IPMSPPass propagates concrete pointer address spaces through calls. When a helper receives a generic pointer but every caller supplies the same concrete space, the pass rewrites or clones the helper so later NVPTX code skips the generic address-space cast.

NVVMAA is the companion alias analysis: generic address space may alias, distinct non-generic spaces do not alias, and equal non-generic spaces may alias.
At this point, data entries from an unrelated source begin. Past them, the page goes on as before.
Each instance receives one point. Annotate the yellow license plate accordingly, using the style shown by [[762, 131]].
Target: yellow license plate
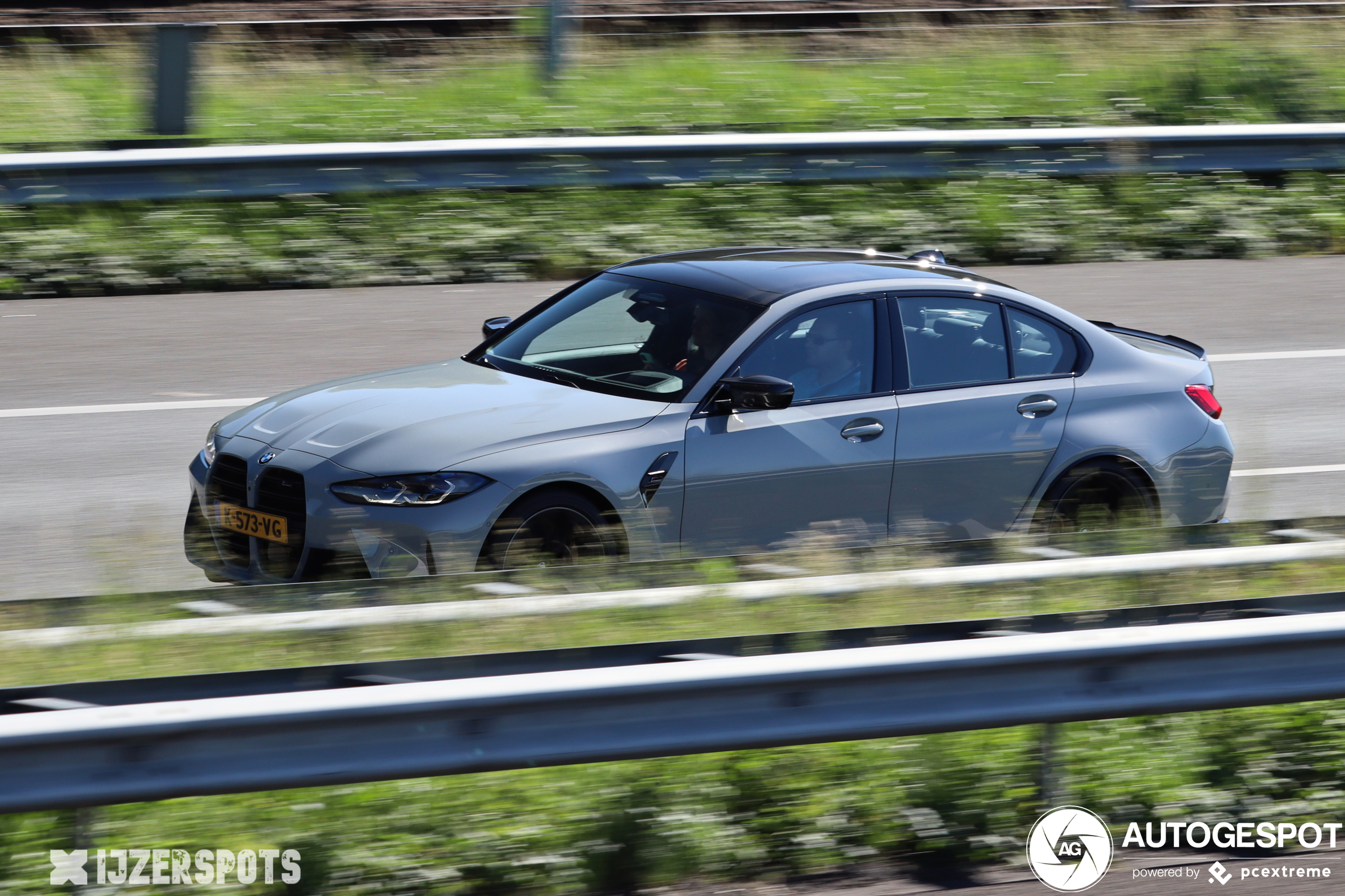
[[264, 526]]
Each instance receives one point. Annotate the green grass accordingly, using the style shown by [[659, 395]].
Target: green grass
[[1208, 73], [946, 801], [1214, 70], [454, 237]]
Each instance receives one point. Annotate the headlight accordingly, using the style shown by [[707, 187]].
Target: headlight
[[416, 490], [208, 453]]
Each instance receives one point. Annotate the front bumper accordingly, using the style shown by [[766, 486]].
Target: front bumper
[[330, 539]]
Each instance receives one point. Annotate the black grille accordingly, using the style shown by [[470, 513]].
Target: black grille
[[282, 492], [228, 483]]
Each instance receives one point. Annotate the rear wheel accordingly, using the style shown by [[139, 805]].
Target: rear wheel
[[552, 528], [1098, 496]]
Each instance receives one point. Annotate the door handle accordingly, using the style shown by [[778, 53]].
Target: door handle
[[861, 430], [1036, 406]]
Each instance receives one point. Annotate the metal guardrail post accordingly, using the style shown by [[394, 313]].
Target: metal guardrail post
[[557, 39], [1050, 773], [173, 78]]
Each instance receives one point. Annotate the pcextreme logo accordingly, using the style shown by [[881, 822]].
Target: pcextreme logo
[[1070, 849]]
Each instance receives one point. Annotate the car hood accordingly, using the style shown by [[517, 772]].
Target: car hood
[[432, 417]]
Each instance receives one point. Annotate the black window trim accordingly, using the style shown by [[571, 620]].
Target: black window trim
[[884, 362], [1082, 362]]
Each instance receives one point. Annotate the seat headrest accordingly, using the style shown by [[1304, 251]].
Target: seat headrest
[[958, 330]]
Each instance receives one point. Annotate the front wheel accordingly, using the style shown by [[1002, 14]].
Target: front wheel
[[1097, 496], [552, 528]]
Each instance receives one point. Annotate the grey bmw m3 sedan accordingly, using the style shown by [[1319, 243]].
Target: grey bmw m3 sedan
[[720, 402]]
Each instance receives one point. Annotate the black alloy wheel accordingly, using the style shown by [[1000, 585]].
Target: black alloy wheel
[[1097, 496], [552, 528]]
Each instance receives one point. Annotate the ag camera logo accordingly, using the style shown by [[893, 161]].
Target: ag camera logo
[[1070, 849]]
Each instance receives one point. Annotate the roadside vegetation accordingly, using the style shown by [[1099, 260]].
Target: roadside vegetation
[[401, 86], [456, 236], [935, 807], [1207, 73]]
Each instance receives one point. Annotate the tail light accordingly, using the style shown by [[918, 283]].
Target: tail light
[[1206, 401]]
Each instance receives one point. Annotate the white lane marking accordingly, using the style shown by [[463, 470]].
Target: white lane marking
[[1292, 470], [139, 406], [759, 590], [1278, 356]]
NVPTXSetFunctionLinkagesPass identifies kernels by calling convention, nvvm.kernel, or kernel metadata, then demotes non-kernel definitions to internal linkage.

Schedule Support Bodies

Three support algorithms serve every schedule consumer (MaterializeSchedule, UnspecializedPipeline, and the downstream stage expander). They live as free functions in the schedule-utils namespace rather than methods on ScheduleAnalysis — the same code then serves both AUS and AWS drivers without dragging analysis state into per-driver vtables.

HelperRole
materialize schedulepartitions loads, stores, pending async operations, and iteration data into materialization maps keyed by the producing op
build stagesconverts union constraints into stage-ordered producer/consumer pairs that drive prologue/body/epilogue construction
expand single tiled opreplicates a tiled operation per stage and rewires operands to stage-local values
StageMap materialize_schedule(Region *region, ScheduleAnalysis &an) {
    StageMap m;
    for (Operation *op : region_ops(region)) {
        Stage s = an.stage_of(op);
        if      (is_load(op))  m.loads[s].push_back(op);
        else if (is_store(op)) m.stores[s].push_back(op);
        else if (is_async(op)) m.pending_async[s].push_back(op);
        else                    m.iter_data[s].push_back(op);
    }
    return m;
}

void build_stages(ScheduleAnalysis &an, SmallVector<Stage> *out) {
    for (Constraint &c : an.union_constraints()) {
        Stage producer = c.producer_stage();
        Stage consumer = c.consumer_stage();
        emit_producer_consumer_pair(*out, producer, consumer);
    }
    stable_sort_by_stage(*out);
}

void expand_single_tiled_op(TiledOp op, ScheduleAnalysis &an, Rewriter *rw) {
    Map<Value, Value> operand_source       = collect_operand_sources(op);
    Map<Stage, Operation *> stage_anchor   = collect_stage_anchors(an);

    for (Stage stage : an.stages_for(op)) {
        Operation *replica = clone_for_stage(op, stage, rw);
        for (Operand operand : replica->operands()) {
            if (Value replacement = lookup_stage_value(operand, stage, operand_source, stage_anchor)) {
                operand.replace_with(replacement);
            }
        }
    }
}

Ordering Invariants

  • PrepareForScheduling must run before GenerateSchedule.
  • GenerateSchedule must preserve ScheduleAnalysis for materialization.
  • Register-tensor unroll tagging must run before LLVM loop-unroll passes.
  • LLVM/NVVM pretreatment and verification must run before PTX emission.
  • Kernel selection and linkage demotion must not run before kernel attributes are finalized.
  • Address-space propagation should run before alias-sensitive optimization and final NVPTX lowering.

Cross-References

Layout and Buffer Family — Assign Load/Store Layouts documents D08 (MaterializeConvertLayout), which emits the "nv_tileas.root_reg_to_reg_copy_op" marker that D10 consumes. nv_tileas Op Roster and Builders — Attribute Roster lists the attribute as part of the dialect's UnitAttr inventory. The upstream LLVM dialect loop_annotation attribute documents the metadata shape that D10 attaches and that the NVPTX backend's LoopUnrollPass later reads. The schedule analysis this family publishes is consumed by Materialize Schedule; the resource model behind it is documented in Modulo Scheduler and Rau-Style Placement and Resource Constraint Builder and RRT. Backend address-space alias facts that NVVMAA exposes are described in NVPTX Bring-up and Target Init.